In many ways society is much kinder now than it was when I were a lad. I recall some of our teachers were very free with the use of the tawse. One teacher administered a spelling test once a week, the ground rules being that two mistakes earned you two strokes of the belt. I doubt if he had ever heard the word “dyslexia”; I don’t suppose that at the time, anybody had. Another conducted forty minutes of Religious Education once a week, in which the class was required to memorise two verses from the Psalms. At the end of the period he would select a pupil at random to give a recitation by heart. Failure to be word perfect evoked the same dire punishment, and he was a ferocious belter. At the time, I don’t suppose ADHD appeared in DSM 1. Still, I’m glad I attended school then and not now. I couldn’t bear the integration of the digital world, social media, and information technology into education. I’m quite sure it would have driven me, literally, mad.
Are the psychiatrists overdiagnosing? Actually I think the entire profession is overdiagnosing. Everybody is on the spectrum of something. No one is normal, and there’s none so queer as folk. You go to the doctor with your own agenda, only to discover that the doctor has an agenda of his own, and it is a desire to place you somewhere on the spectrum of something. I wrote the other day in this blog about a lawyer who said to a room full of doctors, “You think when you consult us that you are inviting us into your world. On the contrary, it is we who are inviting you into ours.” Nowadays a GP might say the same to a patient. Before you know it, you are being screened, and vetted, and put on the spectrum of pre-hypertension, pre-diabetes, pre-hypercholesterolaemia, pre-you name it. I don’t suppose practitioners working in mental health are any different.
I was never taught to practise in this way.

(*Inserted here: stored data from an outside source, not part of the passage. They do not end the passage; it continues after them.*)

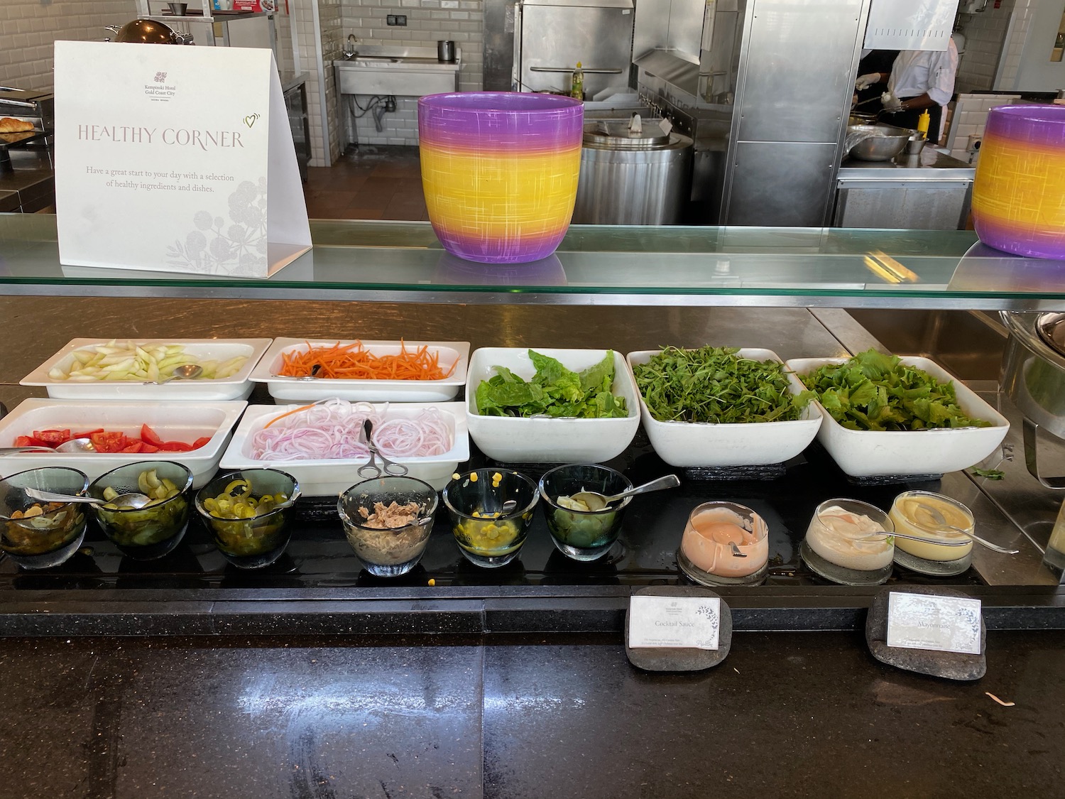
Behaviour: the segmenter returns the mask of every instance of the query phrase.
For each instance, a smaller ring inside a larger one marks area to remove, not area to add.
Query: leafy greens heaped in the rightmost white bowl
[[[987,427],[957,405],[953,384],[874,349],[800,376],[832,418],[852,430]]]

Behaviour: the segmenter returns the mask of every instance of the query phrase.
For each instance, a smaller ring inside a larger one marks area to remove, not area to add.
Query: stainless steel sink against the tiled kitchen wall
[[[437,60],[431,47],[360,46],[333,62],[342,95],[421,97],[458,91],[461,54],[455,62]]]

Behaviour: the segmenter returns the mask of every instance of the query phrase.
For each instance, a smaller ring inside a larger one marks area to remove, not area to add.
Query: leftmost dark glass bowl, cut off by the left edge
[[[26,489],[81,494],[87,487],[84,472],[65,467],[30,469],[0,479],[0,550],[23,569],[62,564],[85,537],[85,509],[75,502],[32,500]]]

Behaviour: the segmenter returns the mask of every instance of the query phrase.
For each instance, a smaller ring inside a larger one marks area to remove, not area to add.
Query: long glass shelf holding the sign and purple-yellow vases
[[[66,266],[55,217],[0,214],[0,293],[422,303],[1065,310],[1065,262],[965,230],[570,228],[515,265],[445,252],[428,223],[312,221],[314,248],[265,280]]]

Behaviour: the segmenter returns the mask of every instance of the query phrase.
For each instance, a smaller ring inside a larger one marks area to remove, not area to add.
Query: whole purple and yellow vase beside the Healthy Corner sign
[[[525,263],[554,252],[573,216],[583,128],[584,104],[569,97],[422,97],[422,187],[444,249],[481,263]]]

Medicine used to be clear cut. Patients either evinced a clinical sign, or they didn’t. They either had a diagnosis, or they didn’t. Of course you might argue that the concept of “diagnosis” was, is, entirely a human construct. In reality there must be a spectrum of normal to abnormal, from health to a sickness which is mild, moderate, or severe. And there must be, temporally, a point at which normal becomes abnormal. You might argue that pinning a diagnosis on somebody is the same as pinning a label on them; it’s a semantic exercise. The truth is that the diagnosis, the label, is not the end of the story. Here, practitioners in somatic medicine can actually learn a trick from their psychiatric colleagues. In the template of the classical psychiatric consultation of history and mental state examination, the diagnosis is immediately followed by an entity known as “formulation”, a reasoned application of the diagnosis to the unique circumstances of the individual patient. This is what we need to do; apply the data extracted from the “case” to the unique individual before us. Every diagnosis, and every ensuing treatment or management plan, is custom-made. But individuals are in danger of being anonymised and swallowed up within populations.
So Dr Chinnan and Prof Feynman were right. What’s in a name? It’s only a heading. What matters is the underlying formulation. We might all learn from the psychiatrists, not just other doctors, but politicians, “influencers”, polemicists, culture warriors… Ask the question, what’s actually going on here? Think pathophysiologically.